FDI can help SMEs supply in large volumes, increase quality and become a vendor to international players and increase the quality of products and become cost competitive in global arena. Traditional trade will continue to have its own place and should not decline. Even in the last 3 years when modern retail has grown 24%, unorganized retail has continued to grow, albeit at a slower rate of 10 to 12 per cent.
Investments that would flow in agricultural back end and supply chain would ensure food security through curbing wastages and improving quality for our future generations. Furthermore, it would lower prices for Consumers that can help curb inflation. With its ability to drive efficiencies and leverage scale, modern trade is able to increase affordability for consumers and can lower the cost of monthly consumption basket by as much as 5- 10 per cent. On the other hand, unorganized retail involves a large number of intermediaries that earn greater profits at times of shortage. For instance, during the current onion crisis, the consumer price jumped 2.7 times in a matter of months. The largest portion of this rise went to the profit margins of the intermediaries, which went up 5.4 times.

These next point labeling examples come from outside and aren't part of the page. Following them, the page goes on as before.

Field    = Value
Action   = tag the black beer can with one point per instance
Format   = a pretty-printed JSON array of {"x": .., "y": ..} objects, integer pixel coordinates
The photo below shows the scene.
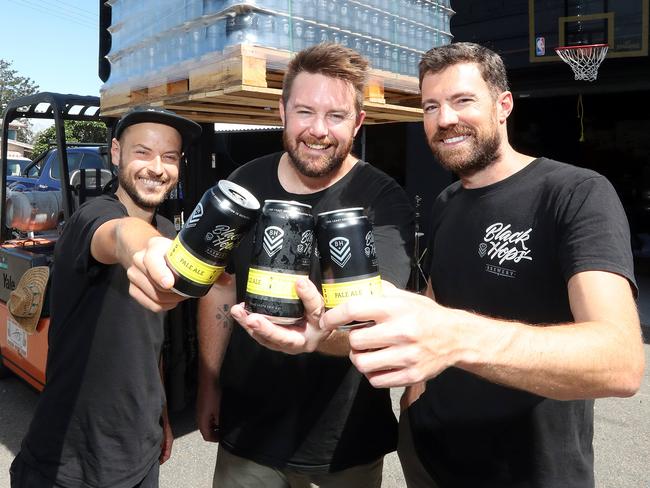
[
  {"x": 200, "y": 252},
  {"x": 348, "y": 260},
  {"x": 281, "y": 255}
]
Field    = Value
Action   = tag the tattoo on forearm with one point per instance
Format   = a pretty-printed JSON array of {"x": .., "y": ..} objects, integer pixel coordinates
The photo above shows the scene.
[{"x": 223, "y": 316}]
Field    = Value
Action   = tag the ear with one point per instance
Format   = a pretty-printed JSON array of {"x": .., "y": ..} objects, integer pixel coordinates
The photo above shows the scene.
[
  {"x": 505, "y": 104},
  {"x": 115, "y": 152},
  {"x": 281, "y": 108},
  {"x": 359, "y": 122}
]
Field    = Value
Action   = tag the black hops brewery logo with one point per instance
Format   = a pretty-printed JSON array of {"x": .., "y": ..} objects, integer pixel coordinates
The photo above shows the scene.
[
  {"x": 306, "y": 241},
  {"x": 222, "y": 237},
  {"x": 273, "y": 240},
  {"x": 195, "y": 217},
  {"x": 369, "y": 250},
  {"x": 340, "y": 250}
]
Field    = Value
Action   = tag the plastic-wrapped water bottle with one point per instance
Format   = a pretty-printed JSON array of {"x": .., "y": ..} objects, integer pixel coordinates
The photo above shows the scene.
[
  {"x": 321, "y": 11},
  {"x": 394, "y": 59},
  {"x": 332, "y": 12},
  {"x": 283, "y": 28},
  {"x": 428, "y": 39},
  {"x": 323, "y": 35},
  {"x": 411, "y": 38},
  {"x": 195, "y": 41},
  {"x": 266, "y": 26},
  {"x": 375, "y": 25},
  {"x": 386, "y": 28},
  {"x": 310, "y": 35},
  {"x": 414, "y": 59},
  {"x": 402, "y": 33},
  {"x": 345, "y": 15},
  {"x": 298, "y": 36},
  {"x": 355, "y": 12},
  {"x": 385, "y": 56},
  {"x": 419, "y": 38},
  {"x": 403, "y": 61},
  {"x": 376, "y": 59}
]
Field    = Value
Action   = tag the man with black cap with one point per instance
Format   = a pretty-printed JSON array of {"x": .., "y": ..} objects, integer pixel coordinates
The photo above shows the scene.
[{"x": 101, "y": 420}]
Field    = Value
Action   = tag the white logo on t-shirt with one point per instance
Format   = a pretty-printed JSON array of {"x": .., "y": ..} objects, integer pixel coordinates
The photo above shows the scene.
[{"x": 502, "y": 244}]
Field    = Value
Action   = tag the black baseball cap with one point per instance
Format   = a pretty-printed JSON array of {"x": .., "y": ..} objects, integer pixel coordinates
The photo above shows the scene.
[{"x": 188, "y": 129}]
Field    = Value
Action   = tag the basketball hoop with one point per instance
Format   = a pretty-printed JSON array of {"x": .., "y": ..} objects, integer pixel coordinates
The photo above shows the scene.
[{"x": 583, "y": 59}]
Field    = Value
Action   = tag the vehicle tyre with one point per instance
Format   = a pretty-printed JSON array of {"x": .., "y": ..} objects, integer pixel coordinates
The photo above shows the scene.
[{"x": 4, "y": 371}]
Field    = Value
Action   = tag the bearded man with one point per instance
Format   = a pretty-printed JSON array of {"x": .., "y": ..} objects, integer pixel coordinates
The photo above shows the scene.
[
  {"x": 530, "y": 314},
  {"x": 101, "y": 418},
  {"x": 293, "y": 420}
]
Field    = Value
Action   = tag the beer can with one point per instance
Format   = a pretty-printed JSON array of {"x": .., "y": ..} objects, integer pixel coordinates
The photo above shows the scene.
[
  {"x": 200, "y": 251},
  {"x": 281, "y": 255},
  {"x": 348, "y": 260}
]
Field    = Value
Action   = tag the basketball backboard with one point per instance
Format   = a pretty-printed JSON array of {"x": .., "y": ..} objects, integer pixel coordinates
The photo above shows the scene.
[{"x": 622, "y": 24}]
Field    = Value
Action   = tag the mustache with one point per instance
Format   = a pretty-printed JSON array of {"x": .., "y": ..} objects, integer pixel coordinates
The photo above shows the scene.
[
  {"x": 314, "y": 140},
  {"x": 457, "y": 130}
]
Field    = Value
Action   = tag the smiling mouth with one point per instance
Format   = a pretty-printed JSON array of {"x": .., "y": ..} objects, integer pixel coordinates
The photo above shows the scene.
[
  {"x": 149, "y": 183},
  {"x": 454, "y": 140},
  {"x": 316, "y": 146}
]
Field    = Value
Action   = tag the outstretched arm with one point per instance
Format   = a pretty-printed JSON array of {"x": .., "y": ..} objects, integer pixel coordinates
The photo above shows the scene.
[
  {"x": 140, "y": 249},
  {"x": 415, "y": 339},
  {"x": 214, "y": 330}
]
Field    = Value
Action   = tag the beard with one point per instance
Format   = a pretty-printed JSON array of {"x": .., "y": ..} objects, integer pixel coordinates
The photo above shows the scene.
[
  {"x": 323, "y": 166},
  {"x": 142, "y": 201},
  {"x": 483, "y": 152}
]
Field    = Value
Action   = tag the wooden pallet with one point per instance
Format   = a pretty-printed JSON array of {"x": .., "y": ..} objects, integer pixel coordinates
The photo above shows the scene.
[{"x": 244, "y": 85}]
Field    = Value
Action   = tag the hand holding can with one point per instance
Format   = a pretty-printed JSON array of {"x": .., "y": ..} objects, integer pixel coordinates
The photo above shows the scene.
[
  {"x": 281, "y": 255},
  {"x": 200, "y": 251},
  {"x": 348, "y": 258}
]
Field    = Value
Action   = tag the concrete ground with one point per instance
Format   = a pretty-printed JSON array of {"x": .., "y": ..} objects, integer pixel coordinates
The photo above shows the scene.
[{"x": 621, "y": 440}]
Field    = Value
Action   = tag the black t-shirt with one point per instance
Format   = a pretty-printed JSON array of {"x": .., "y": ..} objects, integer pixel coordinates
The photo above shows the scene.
[
  {"x": 508, "y": 250},
  {"x": 97, "y": 420},
  {"x": 313, "y": 411}
]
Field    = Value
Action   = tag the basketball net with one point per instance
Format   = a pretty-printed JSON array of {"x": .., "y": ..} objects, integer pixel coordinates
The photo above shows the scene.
[{"x": 584, "y": 60}]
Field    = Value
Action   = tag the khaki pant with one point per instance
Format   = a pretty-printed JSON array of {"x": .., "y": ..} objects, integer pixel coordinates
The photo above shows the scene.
[
  {"x": 415, "y": 474},
  {"x": 237, "y": 472}
]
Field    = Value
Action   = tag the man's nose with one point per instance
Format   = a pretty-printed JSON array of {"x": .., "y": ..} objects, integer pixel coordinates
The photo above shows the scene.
[
  {"x": 447, "y": 116},
  {"x": 318, "y": 127},
  {"x": 156, "y": 165}
]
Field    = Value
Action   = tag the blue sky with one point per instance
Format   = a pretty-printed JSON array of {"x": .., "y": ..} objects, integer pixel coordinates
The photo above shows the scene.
[{"x": 53, "y": 42}]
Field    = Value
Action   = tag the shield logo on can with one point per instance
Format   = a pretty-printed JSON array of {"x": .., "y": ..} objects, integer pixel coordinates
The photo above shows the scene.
[
  {"x": 340, "y": 251},
  {"x": 272, "y": 240}
]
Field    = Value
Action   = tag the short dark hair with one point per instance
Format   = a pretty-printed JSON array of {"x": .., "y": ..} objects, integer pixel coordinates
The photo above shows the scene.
[
  {"x": 332, "y": 60},
  {"x": 490, "y": 63}
]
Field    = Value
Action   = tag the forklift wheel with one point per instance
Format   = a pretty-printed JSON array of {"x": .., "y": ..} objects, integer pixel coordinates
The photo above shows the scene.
[{"x": 4, "y": 371}]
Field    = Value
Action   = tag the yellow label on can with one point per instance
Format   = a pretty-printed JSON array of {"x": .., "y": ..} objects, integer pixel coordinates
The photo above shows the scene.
[
  {"x": 191, "y": 267},
  {"x": 337, "y": 293},
  {"x": 271, "y": 284}
]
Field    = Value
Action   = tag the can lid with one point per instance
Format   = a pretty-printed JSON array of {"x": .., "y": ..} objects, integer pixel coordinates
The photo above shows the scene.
[
  {"x": 290, "y": 202},
  {"x": 342, "y": 210},
  {"x": 238, "y": 194}
]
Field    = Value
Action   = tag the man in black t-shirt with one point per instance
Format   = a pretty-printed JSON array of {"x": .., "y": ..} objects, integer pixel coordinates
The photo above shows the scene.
[
  {"x": 100, "y": 420},
  {"x": 288, "y": 420},
  {"x": 534, "y": 317}
]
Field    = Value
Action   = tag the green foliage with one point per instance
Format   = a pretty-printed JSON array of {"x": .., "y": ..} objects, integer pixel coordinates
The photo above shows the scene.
[
  {"x": 75, "y": 131},
  {"x": 12, "y": 85}
]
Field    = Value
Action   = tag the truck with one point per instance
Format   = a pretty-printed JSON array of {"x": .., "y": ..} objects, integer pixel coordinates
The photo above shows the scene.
[
  {"x": 43, "y": 173},
  {"x": 32, "y": 211}
]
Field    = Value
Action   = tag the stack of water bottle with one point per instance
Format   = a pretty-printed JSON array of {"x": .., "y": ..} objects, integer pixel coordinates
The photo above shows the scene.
[{"x": 154, "y": 36}]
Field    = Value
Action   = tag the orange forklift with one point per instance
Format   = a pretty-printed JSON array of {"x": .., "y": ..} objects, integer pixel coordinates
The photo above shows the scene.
[{"x": 30, "y": 221}]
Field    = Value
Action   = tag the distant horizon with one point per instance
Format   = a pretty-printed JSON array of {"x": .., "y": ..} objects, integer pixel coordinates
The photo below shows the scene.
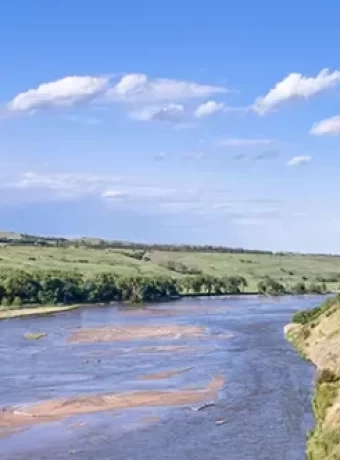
[
  {"x": 160, "y": 244},
  {"x": 213, "y": 125}
]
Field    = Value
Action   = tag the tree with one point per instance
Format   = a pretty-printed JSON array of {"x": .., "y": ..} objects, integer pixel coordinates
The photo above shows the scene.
[{"x": 269, "y": 286}]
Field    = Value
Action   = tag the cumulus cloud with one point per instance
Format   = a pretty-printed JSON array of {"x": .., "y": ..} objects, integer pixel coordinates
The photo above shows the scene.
[
  {"x": 114, "y": 194},
  {"x": 208, "y": 108},
  {"x": 61, "y": 184},
  {"x": 141, "y": 88},
  {"x": 132, "y": 89},
  {"x": 169, "y": 112},
  {"x": 244, "y": 142},
  {"x": 329, "y": 126},
  {"x": 296, "y": 86},
  {"x": 266, "y": 155},
  {"x": 299, "y": 160},
  {"x": 63, "y": 92}
]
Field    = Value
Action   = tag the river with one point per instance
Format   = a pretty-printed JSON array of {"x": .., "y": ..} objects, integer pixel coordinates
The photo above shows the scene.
[{"x": 261, "y": 411}]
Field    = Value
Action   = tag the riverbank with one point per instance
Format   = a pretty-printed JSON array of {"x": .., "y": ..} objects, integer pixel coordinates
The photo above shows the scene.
[
  {"x": 40, "y": 310},
  {"x": 316, "y": 336}
]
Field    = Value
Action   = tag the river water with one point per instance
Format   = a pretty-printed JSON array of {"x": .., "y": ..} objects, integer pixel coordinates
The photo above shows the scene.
[{"x": 263, "y": 410}]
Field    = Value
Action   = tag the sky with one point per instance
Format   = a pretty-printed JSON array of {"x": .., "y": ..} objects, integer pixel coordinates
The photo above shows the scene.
[{"x": 172, "y": 122}]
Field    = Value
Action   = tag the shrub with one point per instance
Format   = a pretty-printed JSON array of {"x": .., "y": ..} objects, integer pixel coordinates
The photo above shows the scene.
[{"x": 17, "y": 302}]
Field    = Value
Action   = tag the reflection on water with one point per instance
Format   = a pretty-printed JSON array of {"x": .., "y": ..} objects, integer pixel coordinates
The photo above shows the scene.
[{"x": 264, "y": 403}]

It must be noted that as countries develop, the share of organized retail vis-à-vis the total retail business in the country greatly increases. In fact, organized retail share in countries of comparative development such as China and Malaysia is much higher. For instance, in China, the organized retail is estimated at 20 per cent of the total retail sales, whereas in India, it stands at a miniscule 4 per cent. The other South East Asian countries too have much larger shares with Indonesia at 30 percent, Thailand at around 40 per cent, and in Malaysia as high as 55 per cent.
The world over, organized retail has helped create a new shopping experience for consumers, offering choice and scale efficiencies. For instance, the fast-growing economies of ASEAN have leveraged retail brands such as Carrefour and Tesco in conjunction with informal retail in the form of wet markets to greatly increase supply, hygiene, regulation, and functioning of local markets.
In the current globalised scenario, overseas companies have been strong participants in the India growth story. He stated that most Fortune 500 companies have established themselves in India and have brought new ways of doing business that have had strong demonstration impact on local companies. Foreign companies are leveraging India’s human talents in areas such as innovation, research and development, design, etc. apart from traditional manufacturing industries. Their partnership has assisted in creating many new jobs across sectors such as automotives, IT, pharma, and others. This would grow manifold with the advent of foreign investment in retail.
Muthuraman also added that the confederation strongly recommends that FDI in retail be allowed speedily.